Author: Bc. Richard Mocák
Course: Computer Vision
Date: 12. 5. 2019
For this segmentation task we used radiological imaging dataset published in CHAOS Open Grand Challenge in 2018. Data were obtained from 40 healthy patients using Computed Tomography and liver was manually annotated by expert radiologist for each slice. Image sets were not registered.
We used Dice-Sorensen Coefficient (DSC) for evaluation of each method. Coefficient is defined as intersection over union. For evaluation of the neural network method we used also standard classification metrics Precision and Recall.

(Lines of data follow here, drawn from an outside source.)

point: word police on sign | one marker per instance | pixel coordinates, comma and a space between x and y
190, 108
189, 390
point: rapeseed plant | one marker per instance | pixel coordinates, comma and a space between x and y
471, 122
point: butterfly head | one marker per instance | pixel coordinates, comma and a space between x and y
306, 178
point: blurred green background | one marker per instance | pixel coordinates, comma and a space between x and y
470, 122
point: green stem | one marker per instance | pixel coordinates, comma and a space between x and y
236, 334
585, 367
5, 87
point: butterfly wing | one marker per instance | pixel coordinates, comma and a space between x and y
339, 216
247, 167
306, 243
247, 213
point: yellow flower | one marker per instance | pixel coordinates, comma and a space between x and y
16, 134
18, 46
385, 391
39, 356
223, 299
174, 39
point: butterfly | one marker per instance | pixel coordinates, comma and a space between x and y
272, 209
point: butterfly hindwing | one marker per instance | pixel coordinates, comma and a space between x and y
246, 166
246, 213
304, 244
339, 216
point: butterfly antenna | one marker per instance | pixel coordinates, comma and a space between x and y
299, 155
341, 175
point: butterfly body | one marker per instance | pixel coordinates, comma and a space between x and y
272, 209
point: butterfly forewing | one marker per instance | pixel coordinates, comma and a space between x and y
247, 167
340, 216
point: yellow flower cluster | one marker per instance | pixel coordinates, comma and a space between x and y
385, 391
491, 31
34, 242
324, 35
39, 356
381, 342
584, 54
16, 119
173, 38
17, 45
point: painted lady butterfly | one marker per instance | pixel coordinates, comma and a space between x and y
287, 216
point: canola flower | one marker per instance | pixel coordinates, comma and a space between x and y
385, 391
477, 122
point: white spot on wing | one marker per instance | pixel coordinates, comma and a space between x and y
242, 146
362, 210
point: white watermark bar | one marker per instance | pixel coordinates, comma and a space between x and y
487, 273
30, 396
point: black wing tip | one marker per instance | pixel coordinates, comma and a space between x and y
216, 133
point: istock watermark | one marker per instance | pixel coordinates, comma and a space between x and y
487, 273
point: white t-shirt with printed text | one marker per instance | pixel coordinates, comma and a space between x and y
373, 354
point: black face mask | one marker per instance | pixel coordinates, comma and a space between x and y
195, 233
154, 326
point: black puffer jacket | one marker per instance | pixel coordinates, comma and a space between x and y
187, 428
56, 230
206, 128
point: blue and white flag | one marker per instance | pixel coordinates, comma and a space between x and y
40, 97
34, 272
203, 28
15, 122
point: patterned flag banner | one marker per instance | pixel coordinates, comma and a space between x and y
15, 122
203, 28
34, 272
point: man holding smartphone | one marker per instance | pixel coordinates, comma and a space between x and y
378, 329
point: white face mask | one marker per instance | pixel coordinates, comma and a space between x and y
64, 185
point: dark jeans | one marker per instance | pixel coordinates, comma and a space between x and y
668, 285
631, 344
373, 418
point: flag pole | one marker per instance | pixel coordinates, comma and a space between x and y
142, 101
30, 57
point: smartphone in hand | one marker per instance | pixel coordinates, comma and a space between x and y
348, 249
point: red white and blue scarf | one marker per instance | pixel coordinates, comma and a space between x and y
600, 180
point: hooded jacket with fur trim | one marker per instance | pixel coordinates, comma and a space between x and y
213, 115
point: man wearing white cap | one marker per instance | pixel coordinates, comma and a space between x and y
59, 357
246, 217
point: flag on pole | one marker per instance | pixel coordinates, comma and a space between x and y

We applied thresholding to obtain segmentation mask using Binary Thresholding and OTSU Adaptive Thresholding. We used interactive selection of the threshold value for the Binary Thresholding method. DSC evaluation of both methods was respectively DSC(binary) ≈ 0,4012 , DSC(otsu) ≈ 0,3974.
We used interactive method of selecting liver - foreground and background parts of CT image and then we applied Graph Cut energy based algorithm to obtain segmentation mask. Foreground and background parts could be interatively updated to recalculate mask to obtain more precise segmentation with DSC(graphcut) ≈ 0,8132). Results can be seen on Figure 1.
We applied Rigid Regsitration technique to eliminate differences between two patient's angles and scaling and centering differences. Registration used Stochastic Gradient Descent optimization of the applied transformation using operations such as rotation, semantic scaling and shifting. We provided method with reference image and target image to apply registration. Example can be seen on Figure 2.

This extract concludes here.